An object is dropped from a height h and strikes the ground with a velocity v. If the object is dropped from a height of 2h, which of the following represents its velocity when it strikes the ground?

A) v

B) 1.4v

C) 2v

D) 4v

The solution says to use the equation, v = sqrt (2gh). I'm really confused on where this equation comes from for this problem and am not quite sure how to apply it. Any help is appreciated, thanks so much!

 

[premed1001]

this is part of the 5 translational motion equations that you must memorize

Vfinal^2=Vinitial^2 + A2D

plug in Height into D vs plug in 2*height into D and then solve for V. You will see.

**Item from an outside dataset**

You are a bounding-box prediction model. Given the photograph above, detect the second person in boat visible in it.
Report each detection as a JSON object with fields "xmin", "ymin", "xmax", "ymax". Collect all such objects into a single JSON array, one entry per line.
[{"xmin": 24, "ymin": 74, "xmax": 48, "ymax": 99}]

V initial is 0 since it is being dropped

A is 9.8 AKA 10

 

[WolfofSDN]

No, there

this is part of the 5 translational motion equations that you must memorize

Vfinal^2=Vinitial^2 + A2D

plug in Height into D vs plug in 2*height into D and then solve for V. You will see.

V initial is 0 since it is being dropped

A is 9.8 AKA 10

No no no no no. This is way too long and complicated. Conservation of energy and a little intuition about proportions will take care of this problem. Who has time on the MCAT to write down one of the big 5 equations, plug everything in, then solve? hell no.

Here it is:
mgh = 1/2mv^2
Proportion:
h = v^2
so, when you double the height, you quadruple the velocity.

The answer is D, 4v

 

[dudewheresmymd]

No, there

No no no no no. This is way too long and complicated. Conservation of energy and a little intuition about proportions will take care of this problem. Who has time on the MCAT to write down one of the big 5 equations, plug everything in, then solve? hell no.

Here it is:
mgh = 1/2mv^2
Proportion:
h = v^2
so, when you double the height, you quadruple the velocity.

The answer is D, 4v

You made a math error.

OP, here is the solution to how they derive the sqrt gh:

Use energy conservation:

delta ke+deltape=delta ke+delta pe (delta KE is 0 on both sides even after doubling the height--> Key word is "dropped" meaning that the initial kinetic energy is 0), therefore set the potential energy of the object at the top = the kinetic energy of the object at the bottom of its fall (assuming no non conservative forces are acting, which is a valid assumption for this problem as they do not state otherwise)

mgh=1/2mv^2 (cross off m from both sidese)
gh=1/2v^2 (multiply both sides by 2)
2gh = v^2 (take square root of both sides)
sqrt (2gh) = v

Therefore, v (velocity) is directly proportional to sqroot of height.

If you double the height, the velocity increases by a factor of sqroot 2 or 1.41v. The correct answer is B.